CBD, although also extracted from a hemp plant, is distinct from marijuana. It doesn’t have a high enough level of tetrahydrocannabinol (THC) — no more than the FDA-established level of 0.3% — to cause mind-altered effects like those associated with marijuana use.
Craig Sutherland, who manages Sutherland CBD locations in Duluth and Superior, said he hopes the FDA pushes out “phony companies” with its upcoming regulations. Some businesses don’t accurately label the amount of CBD in their products, he said.
Another local hemp farmer, Nicolette Slagle, is supportive of the FDA’s move, which she said was bound to happen with a growing industry.
“I do know that there are companies out there that are selling things that may not have been tested for their strength or that they're using extraction methods that may be harmful,” she said. “There has to be a way to monitor those kinds of things and control those kinds of things.”
Neither farmer will change their upcoming hemp harvesting and/or processing plans because of upcoming regulations, and Sutherland said none of his business operations will change either. They all said they already vet who they work with and have done sufficient product research.

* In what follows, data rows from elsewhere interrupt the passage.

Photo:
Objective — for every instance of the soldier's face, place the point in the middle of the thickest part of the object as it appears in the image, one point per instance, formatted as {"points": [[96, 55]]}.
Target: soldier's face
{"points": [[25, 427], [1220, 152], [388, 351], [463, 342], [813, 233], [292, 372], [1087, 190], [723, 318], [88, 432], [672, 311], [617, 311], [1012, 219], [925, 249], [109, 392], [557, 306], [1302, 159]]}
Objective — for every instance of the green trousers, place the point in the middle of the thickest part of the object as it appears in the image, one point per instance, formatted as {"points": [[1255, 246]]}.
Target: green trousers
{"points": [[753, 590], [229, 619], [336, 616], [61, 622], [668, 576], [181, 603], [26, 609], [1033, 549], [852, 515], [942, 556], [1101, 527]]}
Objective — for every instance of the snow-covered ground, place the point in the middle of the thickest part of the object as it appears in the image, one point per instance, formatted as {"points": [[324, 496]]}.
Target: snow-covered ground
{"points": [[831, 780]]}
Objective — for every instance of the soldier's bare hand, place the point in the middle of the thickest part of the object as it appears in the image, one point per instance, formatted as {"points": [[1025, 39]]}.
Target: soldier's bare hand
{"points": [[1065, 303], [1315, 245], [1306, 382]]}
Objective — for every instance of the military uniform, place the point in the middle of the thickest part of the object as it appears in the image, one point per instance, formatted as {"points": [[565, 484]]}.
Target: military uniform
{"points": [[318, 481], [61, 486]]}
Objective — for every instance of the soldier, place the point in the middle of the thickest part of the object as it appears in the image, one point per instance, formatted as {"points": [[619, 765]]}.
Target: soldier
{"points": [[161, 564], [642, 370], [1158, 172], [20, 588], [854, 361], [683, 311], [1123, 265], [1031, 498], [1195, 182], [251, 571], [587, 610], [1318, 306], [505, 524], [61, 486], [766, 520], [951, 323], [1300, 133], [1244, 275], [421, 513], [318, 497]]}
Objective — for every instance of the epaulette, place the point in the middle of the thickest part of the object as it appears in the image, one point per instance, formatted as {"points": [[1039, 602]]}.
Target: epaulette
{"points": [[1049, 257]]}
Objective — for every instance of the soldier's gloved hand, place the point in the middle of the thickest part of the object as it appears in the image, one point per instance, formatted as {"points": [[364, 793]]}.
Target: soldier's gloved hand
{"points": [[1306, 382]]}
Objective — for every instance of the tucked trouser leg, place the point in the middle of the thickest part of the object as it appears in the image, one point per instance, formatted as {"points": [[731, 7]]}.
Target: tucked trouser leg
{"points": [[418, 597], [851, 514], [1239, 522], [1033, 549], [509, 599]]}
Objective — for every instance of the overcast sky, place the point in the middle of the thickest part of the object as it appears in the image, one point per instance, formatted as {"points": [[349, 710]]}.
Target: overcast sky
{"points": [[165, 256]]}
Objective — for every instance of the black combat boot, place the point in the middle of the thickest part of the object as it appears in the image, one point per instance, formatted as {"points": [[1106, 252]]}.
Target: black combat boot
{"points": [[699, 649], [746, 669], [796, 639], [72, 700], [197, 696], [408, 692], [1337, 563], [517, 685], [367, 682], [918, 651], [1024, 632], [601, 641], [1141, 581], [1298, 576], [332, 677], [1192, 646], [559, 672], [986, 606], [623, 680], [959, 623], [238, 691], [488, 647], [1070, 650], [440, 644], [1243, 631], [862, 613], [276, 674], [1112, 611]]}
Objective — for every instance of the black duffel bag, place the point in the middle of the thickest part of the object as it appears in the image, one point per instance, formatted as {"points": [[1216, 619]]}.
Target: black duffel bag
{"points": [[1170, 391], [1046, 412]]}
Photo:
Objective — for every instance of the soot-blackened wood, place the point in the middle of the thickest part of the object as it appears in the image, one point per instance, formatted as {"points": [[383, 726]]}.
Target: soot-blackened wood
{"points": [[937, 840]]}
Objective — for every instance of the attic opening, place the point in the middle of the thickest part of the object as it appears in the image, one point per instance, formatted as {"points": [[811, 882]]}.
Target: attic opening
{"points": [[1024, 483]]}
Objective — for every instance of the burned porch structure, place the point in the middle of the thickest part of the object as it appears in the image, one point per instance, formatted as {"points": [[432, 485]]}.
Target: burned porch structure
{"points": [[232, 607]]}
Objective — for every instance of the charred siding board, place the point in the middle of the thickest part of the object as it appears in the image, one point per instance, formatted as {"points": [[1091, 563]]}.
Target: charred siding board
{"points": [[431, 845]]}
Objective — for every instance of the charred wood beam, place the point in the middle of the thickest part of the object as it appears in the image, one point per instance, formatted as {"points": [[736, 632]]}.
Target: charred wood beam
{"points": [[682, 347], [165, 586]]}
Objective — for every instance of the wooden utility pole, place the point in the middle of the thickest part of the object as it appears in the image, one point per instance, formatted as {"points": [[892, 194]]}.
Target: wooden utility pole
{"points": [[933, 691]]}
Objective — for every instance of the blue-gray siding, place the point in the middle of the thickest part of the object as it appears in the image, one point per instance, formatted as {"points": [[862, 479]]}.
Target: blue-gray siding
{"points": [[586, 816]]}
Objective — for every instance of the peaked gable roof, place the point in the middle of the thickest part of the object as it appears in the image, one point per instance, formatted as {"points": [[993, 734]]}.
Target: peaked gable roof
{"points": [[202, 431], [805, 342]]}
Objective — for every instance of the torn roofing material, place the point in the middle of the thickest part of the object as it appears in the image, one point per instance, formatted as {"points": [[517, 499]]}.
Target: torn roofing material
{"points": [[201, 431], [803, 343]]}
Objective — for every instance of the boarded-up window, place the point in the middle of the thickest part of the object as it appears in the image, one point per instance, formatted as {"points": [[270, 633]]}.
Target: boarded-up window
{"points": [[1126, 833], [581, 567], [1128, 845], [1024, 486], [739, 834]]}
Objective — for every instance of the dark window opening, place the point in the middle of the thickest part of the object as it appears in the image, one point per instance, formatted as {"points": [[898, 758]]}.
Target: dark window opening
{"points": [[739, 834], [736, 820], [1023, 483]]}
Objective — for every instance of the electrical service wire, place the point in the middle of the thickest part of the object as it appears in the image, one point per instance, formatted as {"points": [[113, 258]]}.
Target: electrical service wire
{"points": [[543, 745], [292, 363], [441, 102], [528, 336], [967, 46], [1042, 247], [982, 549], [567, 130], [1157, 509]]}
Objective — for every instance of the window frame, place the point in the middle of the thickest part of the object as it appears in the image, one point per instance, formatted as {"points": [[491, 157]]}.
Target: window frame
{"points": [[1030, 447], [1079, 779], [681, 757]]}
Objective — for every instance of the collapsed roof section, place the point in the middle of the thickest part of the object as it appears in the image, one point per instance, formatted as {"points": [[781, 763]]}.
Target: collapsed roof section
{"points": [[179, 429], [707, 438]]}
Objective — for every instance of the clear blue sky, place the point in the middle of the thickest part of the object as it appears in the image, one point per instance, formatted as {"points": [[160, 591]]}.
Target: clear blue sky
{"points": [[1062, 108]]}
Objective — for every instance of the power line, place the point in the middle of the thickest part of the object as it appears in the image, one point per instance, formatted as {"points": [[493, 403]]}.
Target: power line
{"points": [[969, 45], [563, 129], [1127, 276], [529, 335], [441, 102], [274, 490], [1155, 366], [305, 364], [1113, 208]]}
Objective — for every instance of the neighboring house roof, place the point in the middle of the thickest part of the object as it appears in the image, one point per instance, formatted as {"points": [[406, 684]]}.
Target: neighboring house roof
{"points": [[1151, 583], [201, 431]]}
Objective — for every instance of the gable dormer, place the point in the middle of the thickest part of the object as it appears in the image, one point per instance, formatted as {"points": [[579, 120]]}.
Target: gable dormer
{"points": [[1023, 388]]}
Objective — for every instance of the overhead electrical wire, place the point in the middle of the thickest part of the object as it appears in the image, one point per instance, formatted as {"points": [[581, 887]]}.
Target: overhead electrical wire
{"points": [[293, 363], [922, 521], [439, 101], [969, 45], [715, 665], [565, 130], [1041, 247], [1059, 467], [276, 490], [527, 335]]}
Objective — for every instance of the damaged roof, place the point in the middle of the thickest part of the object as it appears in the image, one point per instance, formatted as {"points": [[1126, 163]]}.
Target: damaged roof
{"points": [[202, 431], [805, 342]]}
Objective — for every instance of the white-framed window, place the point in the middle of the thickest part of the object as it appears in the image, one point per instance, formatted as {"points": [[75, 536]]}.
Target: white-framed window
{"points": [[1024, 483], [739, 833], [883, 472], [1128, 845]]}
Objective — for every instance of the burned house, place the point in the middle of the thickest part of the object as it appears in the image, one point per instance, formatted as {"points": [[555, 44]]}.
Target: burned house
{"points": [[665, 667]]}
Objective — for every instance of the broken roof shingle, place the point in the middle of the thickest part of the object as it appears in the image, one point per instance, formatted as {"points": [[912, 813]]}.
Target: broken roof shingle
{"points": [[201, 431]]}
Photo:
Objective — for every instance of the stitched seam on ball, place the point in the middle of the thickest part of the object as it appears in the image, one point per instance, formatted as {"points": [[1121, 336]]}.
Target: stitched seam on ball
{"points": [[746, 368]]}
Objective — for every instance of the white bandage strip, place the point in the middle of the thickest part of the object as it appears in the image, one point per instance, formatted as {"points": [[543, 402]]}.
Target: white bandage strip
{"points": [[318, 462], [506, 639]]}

While she's not making changes, Slagle said she's being especially careful to keep medical claims off her product's packaging. She's already started creating the product marketing material, as her plants will be ready to harvest in October from a farm just north of Duluth.
Butler said he hopes the FDA doesn’t go too far with new regulations, But he said there needs to be some regulations.
Some sellers market their products as a cure-all, which may lead to the strict rules and a loss of credibility — ultimately hurting the market, Butler said.
“Part of the problem is it might gain a reputation as a snake oil, where people are starting to claim it cures everything,” he said. “If you make those kinds of claims, you're gonna lose all your credibility and then the demand is going to drop.”
As the FDA develops guidelines, Slagle’s only fear is that small farms will be left on the wayside.
“There's a lot of people that are looking to make a lot of money off of it,” she said. “That's kind of my fear is that these corporations ... are going to be at the table when it comes to writing these regulations and make things more in favor of them versus smaller producers.”
Sutherland said he’s wary of big pharma influencing the FDA as new regulations are developed, but ultimately thinks they will be a good thing for the CBD industry. “As long as they make (regulations) fair, I’m OK with it.”